Seven Signs He’s the One.

Jia Deshpande frowned at the blinking cursor, trying to ignore the voice in her head screaming, There is no such thing as “The One”!

Jia looked around discreetly at the other writers in the office typing away at their keyboards before switching to an Incognito tab and logging in to her WordPress account.

New blog post for Love Better with J

Title: There Is No Such Thing as “The One”

Save as draft.

“Hey.”

Jia jumped. She quickly switched tabs to the Mimosa India article she was being paid to write and spun around in her revolving chair to smile at her boss. “Hey, Monica,” she said, her voice as steady as she could make it.

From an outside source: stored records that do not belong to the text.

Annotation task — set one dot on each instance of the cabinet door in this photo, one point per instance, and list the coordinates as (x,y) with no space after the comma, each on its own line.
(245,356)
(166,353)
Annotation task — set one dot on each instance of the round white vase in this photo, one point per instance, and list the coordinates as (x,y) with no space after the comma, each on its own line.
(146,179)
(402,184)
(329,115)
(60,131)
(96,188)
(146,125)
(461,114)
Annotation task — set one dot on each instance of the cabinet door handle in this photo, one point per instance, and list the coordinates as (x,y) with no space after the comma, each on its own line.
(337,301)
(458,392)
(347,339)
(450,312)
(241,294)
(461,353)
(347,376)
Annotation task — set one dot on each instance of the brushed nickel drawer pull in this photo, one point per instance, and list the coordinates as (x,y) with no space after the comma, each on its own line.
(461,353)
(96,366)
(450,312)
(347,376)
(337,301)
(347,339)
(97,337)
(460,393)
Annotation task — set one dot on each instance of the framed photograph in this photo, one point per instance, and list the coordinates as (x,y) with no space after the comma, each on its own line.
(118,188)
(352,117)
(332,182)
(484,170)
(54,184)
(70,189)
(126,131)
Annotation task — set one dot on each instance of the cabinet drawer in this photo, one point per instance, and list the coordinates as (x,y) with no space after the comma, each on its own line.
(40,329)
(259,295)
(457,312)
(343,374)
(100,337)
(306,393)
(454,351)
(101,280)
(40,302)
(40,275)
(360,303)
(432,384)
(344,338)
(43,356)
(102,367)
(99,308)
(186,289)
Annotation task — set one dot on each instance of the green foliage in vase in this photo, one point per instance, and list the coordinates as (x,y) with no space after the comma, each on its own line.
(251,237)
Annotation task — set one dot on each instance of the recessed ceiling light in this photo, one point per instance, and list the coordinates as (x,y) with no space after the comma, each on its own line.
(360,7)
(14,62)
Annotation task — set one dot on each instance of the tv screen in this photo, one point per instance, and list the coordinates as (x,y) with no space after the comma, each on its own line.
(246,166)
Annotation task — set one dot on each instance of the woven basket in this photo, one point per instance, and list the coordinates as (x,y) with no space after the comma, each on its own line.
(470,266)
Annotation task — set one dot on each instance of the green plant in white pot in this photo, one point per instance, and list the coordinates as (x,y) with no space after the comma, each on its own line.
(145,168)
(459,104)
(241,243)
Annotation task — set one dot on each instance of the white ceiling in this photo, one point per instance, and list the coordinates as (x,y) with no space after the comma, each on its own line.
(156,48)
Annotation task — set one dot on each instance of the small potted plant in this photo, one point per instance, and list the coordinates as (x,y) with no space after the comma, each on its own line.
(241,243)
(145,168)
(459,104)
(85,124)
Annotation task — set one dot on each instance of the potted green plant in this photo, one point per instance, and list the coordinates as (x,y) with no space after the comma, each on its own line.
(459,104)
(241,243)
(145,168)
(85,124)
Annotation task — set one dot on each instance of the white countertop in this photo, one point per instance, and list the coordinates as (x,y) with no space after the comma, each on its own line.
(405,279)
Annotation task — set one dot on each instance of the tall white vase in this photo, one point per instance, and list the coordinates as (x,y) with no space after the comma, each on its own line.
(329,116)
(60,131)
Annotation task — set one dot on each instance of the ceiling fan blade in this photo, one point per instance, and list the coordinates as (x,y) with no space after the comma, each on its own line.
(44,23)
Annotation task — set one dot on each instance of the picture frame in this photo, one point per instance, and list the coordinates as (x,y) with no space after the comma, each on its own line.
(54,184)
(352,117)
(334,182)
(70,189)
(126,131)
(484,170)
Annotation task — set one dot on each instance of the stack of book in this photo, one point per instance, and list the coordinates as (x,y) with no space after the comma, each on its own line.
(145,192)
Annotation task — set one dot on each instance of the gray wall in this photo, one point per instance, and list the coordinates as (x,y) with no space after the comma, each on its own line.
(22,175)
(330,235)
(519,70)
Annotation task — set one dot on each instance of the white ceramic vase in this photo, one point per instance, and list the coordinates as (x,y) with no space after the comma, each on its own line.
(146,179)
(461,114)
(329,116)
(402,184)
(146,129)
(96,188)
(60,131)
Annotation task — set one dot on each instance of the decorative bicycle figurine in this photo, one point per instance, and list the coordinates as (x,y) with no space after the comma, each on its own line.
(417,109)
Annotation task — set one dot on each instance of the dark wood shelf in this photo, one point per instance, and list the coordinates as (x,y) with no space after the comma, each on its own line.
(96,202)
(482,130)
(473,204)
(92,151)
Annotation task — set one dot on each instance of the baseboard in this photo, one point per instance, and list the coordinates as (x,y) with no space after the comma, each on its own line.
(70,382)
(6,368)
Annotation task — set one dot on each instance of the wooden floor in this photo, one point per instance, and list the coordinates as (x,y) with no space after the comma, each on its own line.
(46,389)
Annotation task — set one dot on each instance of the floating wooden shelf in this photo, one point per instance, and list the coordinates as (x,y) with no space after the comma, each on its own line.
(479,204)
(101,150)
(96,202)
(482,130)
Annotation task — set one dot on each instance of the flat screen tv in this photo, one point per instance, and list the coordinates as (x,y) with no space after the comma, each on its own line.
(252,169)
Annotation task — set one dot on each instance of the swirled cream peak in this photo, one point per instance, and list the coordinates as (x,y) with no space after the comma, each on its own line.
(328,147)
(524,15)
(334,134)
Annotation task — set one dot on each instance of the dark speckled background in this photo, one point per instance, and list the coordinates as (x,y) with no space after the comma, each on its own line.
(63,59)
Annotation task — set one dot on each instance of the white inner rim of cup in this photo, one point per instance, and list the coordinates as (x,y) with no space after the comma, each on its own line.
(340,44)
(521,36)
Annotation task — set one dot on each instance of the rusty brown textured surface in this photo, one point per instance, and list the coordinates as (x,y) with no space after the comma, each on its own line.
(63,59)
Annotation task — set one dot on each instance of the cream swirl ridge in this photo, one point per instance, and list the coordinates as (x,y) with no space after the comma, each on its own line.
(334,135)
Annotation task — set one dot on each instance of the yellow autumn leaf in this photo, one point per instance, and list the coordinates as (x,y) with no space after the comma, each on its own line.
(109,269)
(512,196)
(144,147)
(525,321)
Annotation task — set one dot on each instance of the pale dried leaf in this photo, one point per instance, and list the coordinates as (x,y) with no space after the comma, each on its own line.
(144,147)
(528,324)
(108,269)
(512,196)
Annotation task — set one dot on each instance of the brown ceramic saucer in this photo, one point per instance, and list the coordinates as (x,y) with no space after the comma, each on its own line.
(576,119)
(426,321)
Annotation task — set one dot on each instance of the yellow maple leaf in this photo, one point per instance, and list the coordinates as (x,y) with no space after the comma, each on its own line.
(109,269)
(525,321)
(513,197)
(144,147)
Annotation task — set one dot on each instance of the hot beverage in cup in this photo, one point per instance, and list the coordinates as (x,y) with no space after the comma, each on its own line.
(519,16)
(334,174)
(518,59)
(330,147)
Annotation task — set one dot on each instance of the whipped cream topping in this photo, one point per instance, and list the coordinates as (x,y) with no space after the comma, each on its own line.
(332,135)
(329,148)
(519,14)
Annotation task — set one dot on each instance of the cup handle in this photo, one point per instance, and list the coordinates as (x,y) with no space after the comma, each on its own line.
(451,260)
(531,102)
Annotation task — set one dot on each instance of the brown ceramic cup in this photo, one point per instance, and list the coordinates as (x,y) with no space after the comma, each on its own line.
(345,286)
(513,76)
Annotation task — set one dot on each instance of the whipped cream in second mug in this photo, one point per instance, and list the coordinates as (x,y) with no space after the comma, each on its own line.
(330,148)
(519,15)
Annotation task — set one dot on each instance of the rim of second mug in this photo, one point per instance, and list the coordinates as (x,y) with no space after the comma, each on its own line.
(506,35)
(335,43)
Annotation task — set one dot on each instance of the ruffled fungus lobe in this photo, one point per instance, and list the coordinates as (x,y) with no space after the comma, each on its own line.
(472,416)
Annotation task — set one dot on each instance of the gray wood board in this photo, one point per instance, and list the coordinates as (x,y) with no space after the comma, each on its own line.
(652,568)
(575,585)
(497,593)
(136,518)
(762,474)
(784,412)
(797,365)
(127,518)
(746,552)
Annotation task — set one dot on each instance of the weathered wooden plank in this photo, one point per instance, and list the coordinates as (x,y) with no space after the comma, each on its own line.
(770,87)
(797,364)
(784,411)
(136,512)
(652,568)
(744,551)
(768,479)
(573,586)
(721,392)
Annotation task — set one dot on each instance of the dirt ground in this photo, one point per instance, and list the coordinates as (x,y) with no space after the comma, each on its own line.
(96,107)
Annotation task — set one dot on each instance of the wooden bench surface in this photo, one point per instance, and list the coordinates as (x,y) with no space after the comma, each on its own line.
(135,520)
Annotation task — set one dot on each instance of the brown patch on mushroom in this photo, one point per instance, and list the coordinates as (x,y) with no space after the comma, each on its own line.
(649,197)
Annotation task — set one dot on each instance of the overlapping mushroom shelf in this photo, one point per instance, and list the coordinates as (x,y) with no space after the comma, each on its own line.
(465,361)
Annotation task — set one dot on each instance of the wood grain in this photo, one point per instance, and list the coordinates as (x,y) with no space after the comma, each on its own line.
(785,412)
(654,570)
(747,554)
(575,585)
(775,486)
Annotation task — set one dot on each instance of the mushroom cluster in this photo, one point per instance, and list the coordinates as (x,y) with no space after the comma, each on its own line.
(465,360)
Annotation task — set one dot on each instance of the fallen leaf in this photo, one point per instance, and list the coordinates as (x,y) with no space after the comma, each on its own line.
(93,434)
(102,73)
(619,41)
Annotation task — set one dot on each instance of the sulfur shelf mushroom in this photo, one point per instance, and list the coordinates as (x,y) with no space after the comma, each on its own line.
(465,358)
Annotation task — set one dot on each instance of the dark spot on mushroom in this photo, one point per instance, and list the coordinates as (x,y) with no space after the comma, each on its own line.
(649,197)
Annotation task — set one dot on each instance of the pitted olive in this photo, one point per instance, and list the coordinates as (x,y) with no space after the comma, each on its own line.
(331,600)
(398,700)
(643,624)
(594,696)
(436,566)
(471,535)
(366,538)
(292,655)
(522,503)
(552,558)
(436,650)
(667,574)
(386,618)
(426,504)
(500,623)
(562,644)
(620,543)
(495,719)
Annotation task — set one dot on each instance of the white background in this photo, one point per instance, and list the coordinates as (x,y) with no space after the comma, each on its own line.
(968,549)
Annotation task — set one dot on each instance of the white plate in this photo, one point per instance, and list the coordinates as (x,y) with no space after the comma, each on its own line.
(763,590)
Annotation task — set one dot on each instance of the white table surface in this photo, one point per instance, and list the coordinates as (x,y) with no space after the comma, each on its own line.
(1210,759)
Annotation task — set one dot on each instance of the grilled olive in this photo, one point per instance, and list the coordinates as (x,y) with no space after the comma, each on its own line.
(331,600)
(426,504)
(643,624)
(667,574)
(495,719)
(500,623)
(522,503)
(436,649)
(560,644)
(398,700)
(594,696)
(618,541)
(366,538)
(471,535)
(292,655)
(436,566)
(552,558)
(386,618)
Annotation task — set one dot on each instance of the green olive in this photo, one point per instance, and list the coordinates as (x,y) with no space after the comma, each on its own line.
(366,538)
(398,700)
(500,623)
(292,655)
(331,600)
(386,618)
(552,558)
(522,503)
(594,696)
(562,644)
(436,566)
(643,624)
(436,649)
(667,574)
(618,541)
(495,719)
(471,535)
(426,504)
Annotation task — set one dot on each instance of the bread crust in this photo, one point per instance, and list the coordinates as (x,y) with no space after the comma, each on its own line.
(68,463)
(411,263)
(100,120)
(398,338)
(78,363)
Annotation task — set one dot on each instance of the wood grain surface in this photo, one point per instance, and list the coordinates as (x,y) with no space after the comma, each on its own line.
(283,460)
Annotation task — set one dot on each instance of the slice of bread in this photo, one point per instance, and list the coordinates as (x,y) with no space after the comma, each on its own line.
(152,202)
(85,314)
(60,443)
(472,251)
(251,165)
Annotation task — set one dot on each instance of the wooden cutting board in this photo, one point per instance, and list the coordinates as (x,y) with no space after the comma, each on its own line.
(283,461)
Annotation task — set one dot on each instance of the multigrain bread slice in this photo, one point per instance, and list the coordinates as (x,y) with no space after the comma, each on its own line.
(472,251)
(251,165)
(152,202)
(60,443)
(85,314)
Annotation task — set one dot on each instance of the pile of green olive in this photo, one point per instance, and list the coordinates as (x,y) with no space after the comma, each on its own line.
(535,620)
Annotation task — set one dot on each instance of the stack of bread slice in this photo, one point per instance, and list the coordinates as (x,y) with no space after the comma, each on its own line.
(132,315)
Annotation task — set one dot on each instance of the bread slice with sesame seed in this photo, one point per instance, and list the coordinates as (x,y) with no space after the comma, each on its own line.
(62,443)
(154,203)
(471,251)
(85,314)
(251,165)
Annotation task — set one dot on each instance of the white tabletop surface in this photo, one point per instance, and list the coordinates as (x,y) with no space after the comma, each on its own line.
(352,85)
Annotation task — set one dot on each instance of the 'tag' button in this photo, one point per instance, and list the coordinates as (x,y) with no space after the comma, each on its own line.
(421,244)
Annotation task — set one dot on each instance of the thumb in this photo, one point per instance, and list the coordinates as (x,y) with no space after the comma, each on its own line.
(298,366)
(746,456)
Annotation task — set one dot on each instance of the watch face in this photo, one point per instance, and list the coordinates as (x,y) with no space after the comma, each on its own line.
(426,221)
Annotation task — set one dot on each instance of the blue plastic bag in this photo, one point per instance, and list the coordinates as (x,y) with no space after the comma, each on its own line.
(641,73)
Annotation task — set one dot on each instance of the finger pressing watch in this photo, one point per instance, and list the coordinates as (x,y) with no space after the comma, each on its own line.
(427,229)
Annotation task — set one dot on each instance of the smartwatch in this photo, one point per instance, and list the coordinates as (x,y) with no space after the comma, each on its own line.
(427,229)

Monica Shroff took a sip from her coffee mug and eyed the mostly empty Word document on the screen before returning her gaze to Jia. “I see you’re working on the One article.”

“Yes—yes, I am,” Jia said, chin up and a confident smile on her face, as an idea came to her that would increase the word count and cut her work in half. “I was actually thinking of getting some readers to chime in, too.”

“Hmm?” Monica raised a brow.

“Like this.” Jia turned back to her screen and typed out, #1: He also tries to keep the spark alive, so it’s not just you doing all the work. “And then we get a reader to talk about how her SO does this, and that makes the article all the more relatable to other readers.”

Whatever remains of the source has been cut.